AlignPS icon indicating copy to clipboard operation
AlignPS copied to clipboard

Whether to support distributed training

Open dqshuai opened this issue 3 years ago • 17 comments

hello,thanks for your project. i want to know whether to support distributed training. And what should i do to make it support distributed training.

dqshuai avatar Apr 09 '21 06:04 dqshuai

Hi, we didn't try to train with multiple GPUs. But MMDetection supports distributed training, please refer to https://github.com/daodaofr/AlignPS/blob/master/tools/dist_train.sh

daodaofr avatar Apr 09 '21 06:04 daodaofr

thanks for your reply. now, i try to support distributed training using cmd "./tools/dist_train.sh configs/fcos/prw_dcn_base_focal_labelnorm_sub_ldcn_fg15_wd7-4.py 8 --launcher pytorch --no-validate". it can traniing normally, but i don‘t know it whether it will affect the final performance. Normally, distributed training will not damage the performance? is this correct?

dqshuai avatar Apr 09 '21 06:04 dqshuai

Normally, you can still get fair performance, maybe there needs some adjusting in batch size and learning rate to get the best results.

daodaofr avatar Apr 09 '21 07:04 daodaofr

hi,I just finished training using multi gpu on prw dataset. Compared to the results of the paper, map is 2% lower, but r1 is 1% higher. when i check the config, i found the bbox_head is ''FCOSReidHeadFocalOimSub'' without triplet loss.https://github.com/daodaofr/AlignPS/blob/c20cf329b2934a8693e2064435d3e3f65c496095/configs/fcos/prw_dcn_base_focal_labelnorm_sub_ldcn_fg15_wd7-4.py#L11 I want to know whether the difference in results is related to this, and no ablation experiment in this regard was found in your paper. thanks!

dqshuai avatar Apr 09 '21 12:04 dqshuai

Thanks for your results, I think the results are normal. According to my experience, the triplet loss only has a very slight influence on PRW, less than 1%. Different environments (mmcv, pytorch, cuda) can also bring 1%-2% performance difference. PRW is smaller compared to CUHK-SYSU, so it is normal to see some fluctuations.

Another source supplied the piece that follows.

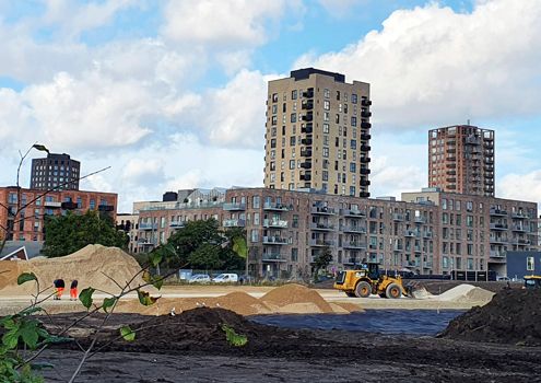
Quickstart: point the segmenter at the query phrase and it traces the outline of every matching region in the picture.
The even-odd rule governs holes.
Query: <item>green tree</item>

daodaofr avatar Apr 09 '21 13:04 daodaofr

when i try to train model on CUHK-SYSU using muti gpus.mAP is 89.15,R1 is 89.79 without adjustment of any parameters. After that, I tried the following (1) adjust lr from 0.001 to 0.01 (2) using 'model = torch.nn.SyncBatchNorm.convert_sync_batchnorm(model)' to verify whether bn is not sync. But,these measures did not work. Can you give me some suggestions!thanks! my environments: mmvc-full==1.1.5 pytoch==1.5.1 cuda==10.2 but i don't think environment can bring 4% map difference. :)

dqshuai avatar Apr 13 '21 12:04 dqshuai

I am sorry, but I haven't tried distributed training. So I cannot give practical suggestions on that. If you want to reproduce the results, please try to use a single GPU.

daodaofr avatar Apr 13 '21 13:04 daodaofr

thanks for your reply. I received system email, in which you suggest to use all gather to update lookup_table with global features. The example you provided has some problems due to the inconsistency of the feature size of each rank. I made some modifications, and then adjusted the learning rate, the current map can reach 92.91. Why did I not see this reply in the issue, and are there any other details that I need to pay attention to to get a higher map?

dqshuai avatar Apr 18 '21 02:04 dqshuai

I also noticed the inconsistency issue of feature size, where the network stops training, so I deleted the reply. It would be nice if you could give an example of your modified code, to help others with distributed training. Maybe more epochs are needed with multiple GPU.

daodaofr avatar Apr 18 '21 06:04 daodaofr

I also noticed the inconsistency issue of feature size, where the network stops training, so I deleted the reply. It would be nice if you could give an example of your modified code, to help others with distributed training. Maybe more epochs are needed with multiple GPU.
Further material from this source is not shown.